Survey call to action on roads
FAR Northerners are fed up with the region’s unsafe roads and are demanding funds for upgrades.
An RACQ survey found Far North motorists, given a hypothetical budget of $100 million, would spend two thirds of it on improvements to local and state-controlled roads.
RACQ spokeswoman Lucinda Ross said more than 60 per cent of survey respondents were concerned about the safety of main and local roads and about half felt roads needed upgrading due to high traffic.
“Some of the most important projects they told us they want to see delivered are safety upgrades on the region’s range roads and overtaking lanes on the Bruce and Kennedy highways,” she said.
Mareeba Shire Council Mayor Tom Gilmore, when posed the same question, said a hypothetical $100 million would not be nearly enough to fix what he considered the region’s biggest problem road, the Kuranda Range road.
“Hardly a week goes by where it hasn’t closed,” he said.
“Not only that, it’s slow, dangerous when wet, and can’t take B-doubles, denying industry west of the range.
“The Atherton Tablelands, Mareeba Shire, the lower Gulf area, and the Cape peninsula: all of those areas are affected by the failure of that road and Cairns is also losing out on business opportunities there.”

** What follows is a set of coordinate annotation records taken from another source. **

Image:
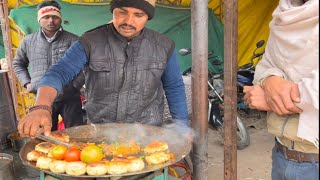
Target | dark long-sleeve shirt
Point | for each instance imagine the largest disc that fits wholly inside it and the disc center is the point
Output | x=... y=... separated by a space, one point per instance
x=75 y=59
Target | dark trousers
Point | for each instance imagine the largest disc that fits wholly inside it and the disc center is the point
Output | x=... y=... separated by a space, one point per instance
x=71 y=112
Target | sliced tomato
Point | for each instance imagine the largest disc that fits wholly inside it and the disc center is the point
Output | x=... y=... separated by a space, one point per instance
x=72 y=154
x=58 y=152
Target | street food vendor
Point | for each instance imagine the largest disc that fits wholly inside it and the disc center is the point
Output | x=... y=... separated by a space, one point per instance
x=128 y=69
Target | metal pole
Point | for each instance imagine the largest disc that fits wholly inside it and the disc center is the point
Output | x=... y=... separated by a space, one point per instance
x=199 y=37
x=230 y=90
x=5 y=27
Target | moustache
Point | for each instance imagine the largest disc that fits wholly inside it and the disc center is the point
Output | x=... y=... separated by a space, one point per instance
x=127 y=25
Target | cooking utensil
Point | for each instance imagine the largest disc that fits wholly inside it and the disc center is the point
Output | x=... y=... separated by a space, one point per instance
x=121 y=133
x=52 y=140
x=17 y=141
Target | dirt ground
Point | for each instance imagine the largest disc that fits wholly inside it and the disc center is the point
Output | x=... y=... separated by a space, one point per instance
x=254 y=162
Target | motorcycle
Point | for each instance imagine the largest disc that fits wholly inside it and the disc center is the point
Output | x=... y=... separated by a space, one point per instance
x=215 y=94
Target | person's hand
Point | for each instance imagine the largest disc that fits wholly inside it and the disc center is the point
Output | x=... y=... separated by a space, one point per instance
x=28 y=87
x=36 y=122
x=281 y=95
x=255 y=98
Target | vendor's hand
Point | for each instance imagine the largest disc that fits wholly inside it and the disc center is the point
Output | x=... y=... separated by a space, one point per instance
x=281 y=95
x=255 y=98
x=36 y=122
x=28 y=87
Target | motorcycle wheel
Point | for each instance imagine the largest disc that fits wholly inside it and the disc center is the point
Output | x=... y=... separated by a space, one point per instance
x=243 y=138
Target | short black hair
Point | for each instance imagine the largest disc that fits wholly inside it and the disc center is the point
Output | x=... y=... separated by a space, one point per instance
x=48 y=3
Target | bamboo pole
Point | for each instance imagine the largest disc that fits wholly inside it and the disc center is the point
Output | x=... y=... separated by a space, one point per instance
x=5 y=27
x=199 y=37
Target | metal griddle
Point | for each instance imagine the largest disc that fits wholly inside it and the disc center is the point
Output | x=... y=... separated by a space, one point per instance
x=122 y=133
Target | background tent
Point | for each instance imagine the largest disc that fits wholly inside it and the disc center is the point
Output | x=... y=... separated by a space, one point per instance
x=173 y=20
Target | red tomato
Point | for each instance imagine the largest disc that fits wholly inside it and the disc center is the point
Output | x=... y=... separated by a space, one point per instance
x=58 y=152
x=72 y=154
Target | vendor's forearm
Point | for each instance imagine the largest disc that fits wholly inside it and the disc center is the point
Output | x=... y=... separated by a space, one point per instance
x=46 y=95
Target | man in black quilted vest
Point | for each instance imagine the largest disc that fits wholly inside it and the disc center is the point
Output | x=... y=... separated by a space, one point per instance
x=40 y=50
x=128 y=69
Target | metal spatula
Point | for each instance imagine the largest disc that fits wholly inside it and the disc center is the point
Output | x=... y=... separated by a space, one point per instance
x=52 y=140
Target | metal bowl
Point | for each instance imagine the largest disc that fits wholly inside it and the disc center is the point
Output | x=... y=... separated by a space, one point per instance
x=17 y=141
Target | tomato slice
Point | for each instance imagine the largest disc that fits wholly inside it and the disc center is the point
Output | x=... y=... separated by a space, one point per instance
x=72 y=154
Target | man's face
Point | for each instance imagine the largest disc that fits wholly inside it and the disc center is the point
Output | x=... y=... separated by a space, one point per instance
x=50 y=23
x=129 y=21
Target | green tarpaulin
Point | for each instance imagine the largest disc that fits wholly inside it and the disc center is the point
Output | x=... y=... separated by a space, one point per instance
x=172 y=21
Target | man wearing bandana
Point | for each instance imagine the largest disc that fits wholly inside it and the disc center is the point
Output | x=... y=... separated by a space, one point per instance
x=128 y=69
x=42 y=49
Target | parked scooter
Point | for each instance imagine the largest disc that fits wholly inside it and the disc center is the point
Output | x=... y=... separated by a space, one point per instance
x=246 y=75
x=216 y=103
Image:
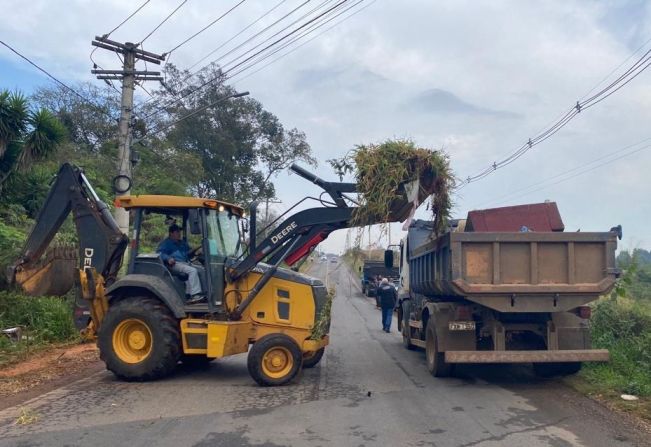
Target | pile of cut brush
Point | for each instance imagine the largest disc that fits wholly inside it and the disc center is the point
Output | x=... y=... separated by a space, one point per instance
x=394 y=177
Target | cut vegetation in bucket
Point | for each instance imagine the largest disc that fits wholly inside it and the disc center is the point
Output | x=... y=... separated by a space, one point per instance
x=395 y=177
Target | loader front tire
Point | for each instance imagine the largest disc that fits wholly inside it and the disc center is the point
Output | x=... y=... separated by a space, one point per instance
x=274 y=360
x=139 y=339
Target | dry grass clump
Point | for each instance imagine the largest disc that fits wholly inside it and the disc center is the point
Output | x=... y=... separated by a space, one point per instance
x=322 y=324
x=383 y=170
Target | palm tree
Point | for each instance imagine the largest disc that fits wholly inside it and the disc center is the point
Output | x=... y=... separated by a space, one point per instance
x=25 y=135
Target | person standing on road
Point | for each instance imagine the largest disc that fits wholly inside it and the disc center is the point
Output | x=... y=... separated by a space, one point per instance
x=387 y=296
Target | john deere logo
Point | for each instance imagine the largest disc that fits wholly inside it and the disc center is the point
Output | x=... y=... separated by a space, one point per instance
x=281 y=234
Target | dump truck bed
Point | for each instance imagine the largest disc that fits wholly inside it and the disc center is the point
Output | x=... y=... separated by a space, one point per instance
x=516 y=272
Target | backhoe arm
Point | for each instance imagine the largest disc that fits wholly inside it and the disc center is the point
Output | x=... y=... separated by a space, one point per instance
x=101 y=243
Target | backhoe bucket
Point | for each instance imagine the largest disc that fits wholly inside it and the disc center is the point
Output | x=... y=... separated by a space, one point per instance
x=53 y=275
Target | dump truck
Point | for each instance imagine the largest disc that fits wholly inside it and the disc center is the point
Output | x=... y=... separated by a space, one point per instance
x=505 y=285
x=141 y=319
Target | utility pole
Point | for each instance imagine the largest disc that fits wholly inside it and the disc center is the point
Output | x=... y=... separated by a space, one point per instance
x=122 y=182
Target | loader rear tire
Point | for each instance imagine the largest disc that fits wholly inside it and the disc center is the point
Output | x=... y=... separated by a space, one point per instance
x=274 y=360
x=139 y=339
x=436 y=363
x=313 y=358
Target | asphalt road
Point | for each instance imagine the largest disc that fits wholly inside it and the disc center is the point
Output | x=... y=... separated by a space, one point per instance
x=367 y=391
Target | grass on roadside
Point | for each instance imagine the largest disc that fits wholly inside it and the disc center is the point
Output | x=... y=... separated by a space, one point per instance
x=44 y=321
x=623 y=326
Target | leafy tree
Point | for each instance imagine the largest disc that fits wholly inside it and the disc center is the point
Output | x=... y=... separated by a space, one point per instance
x=241 y=146
x=26 y=136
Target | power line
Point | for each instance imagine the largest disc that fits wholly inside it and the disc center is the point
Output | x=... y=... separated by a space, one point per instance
x=579 y=169
x=204 y=84
x=236 y=35
x=164 y=20
x=609 y=155
x=127 y=19
x=204 y=28
x=304 y=43
x=194 y=112
x=631 y=73
x=55 y=79
x=184 y=80
x=95 y=64
x=268 y=39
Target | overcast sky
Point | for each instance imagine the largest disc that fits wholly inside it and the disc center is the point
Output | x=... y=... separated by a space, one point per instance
x=475 y=78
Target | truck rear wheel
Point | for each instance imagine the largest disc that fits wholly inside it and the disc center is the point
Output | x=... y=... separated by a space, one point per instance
x=313 y=358
x=139 y=339
x=274 y=360
x=556 y=369
x=435 y=359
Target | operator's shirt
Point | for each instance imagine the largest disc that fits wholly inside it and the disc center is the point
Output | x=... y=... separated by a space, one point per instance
x=169 y=248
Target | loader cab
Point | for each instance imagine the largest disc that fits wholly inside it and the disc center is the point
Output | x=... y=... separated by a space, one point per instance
x=212 y=230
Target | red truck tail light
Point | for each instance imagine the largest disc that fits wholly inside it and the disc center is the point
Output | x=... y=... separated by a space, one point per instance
x=463 y=313
x=585 y=312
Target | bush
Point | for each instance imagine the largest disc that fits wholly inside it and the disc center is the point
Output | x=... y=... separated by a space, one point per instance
x=43 y=320
x=622 y=326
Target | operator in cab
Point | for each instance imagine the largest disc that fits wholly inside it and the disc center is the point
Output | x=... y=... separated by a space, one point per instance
x=175 y=253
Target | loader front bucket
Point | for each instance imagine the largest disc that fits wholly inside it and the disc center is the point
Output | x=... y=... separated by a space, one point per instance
x=53 y=275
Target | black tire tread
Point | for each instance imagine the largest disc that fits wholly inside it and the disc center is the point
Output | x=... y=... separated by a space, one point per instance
x=258 y=350
x=165 y=354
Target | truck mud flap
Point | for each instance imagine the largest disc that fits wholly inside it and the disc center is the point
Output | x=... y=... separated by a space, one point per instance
x=575 y=355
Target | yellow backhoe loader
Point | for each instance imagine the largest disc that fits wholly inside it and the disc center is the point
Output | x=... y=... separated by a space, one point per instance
x=143 y=324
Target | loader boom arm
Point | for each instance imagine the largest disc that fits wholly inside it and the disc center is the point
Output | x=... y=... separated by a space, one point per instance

Cr Gilmore said that, while he considered the Kuranda Range road the priority, there were dozens of roads in the region in need of upgrades.
Advance Cairns chief executive Nick Trompf said he would prioritise the Western Arterial road for capacity upgrades.
“The road carries 36,500 vehicles a day and is the only floodproof connection from the city to the northern beaches of Cairns and the Kuranda Range,” he said. “Every day it is in gridlock and needs urgent duplication from Redlynch out to Smithfield.”
Tourism Tropical North Queensland chief executive Pip Close said the Cairns ring road was critical.
“Completing the Peninsula Development Rd would appeal to RACQ’s drive market and help remote indigenous communities develop tourism to grow business opportunities for traditional owners,” she said.
The RACQ Red Spot Congestion Survey completed in April this year rated the Captain Cook Hwy as the worst for congestion in the region.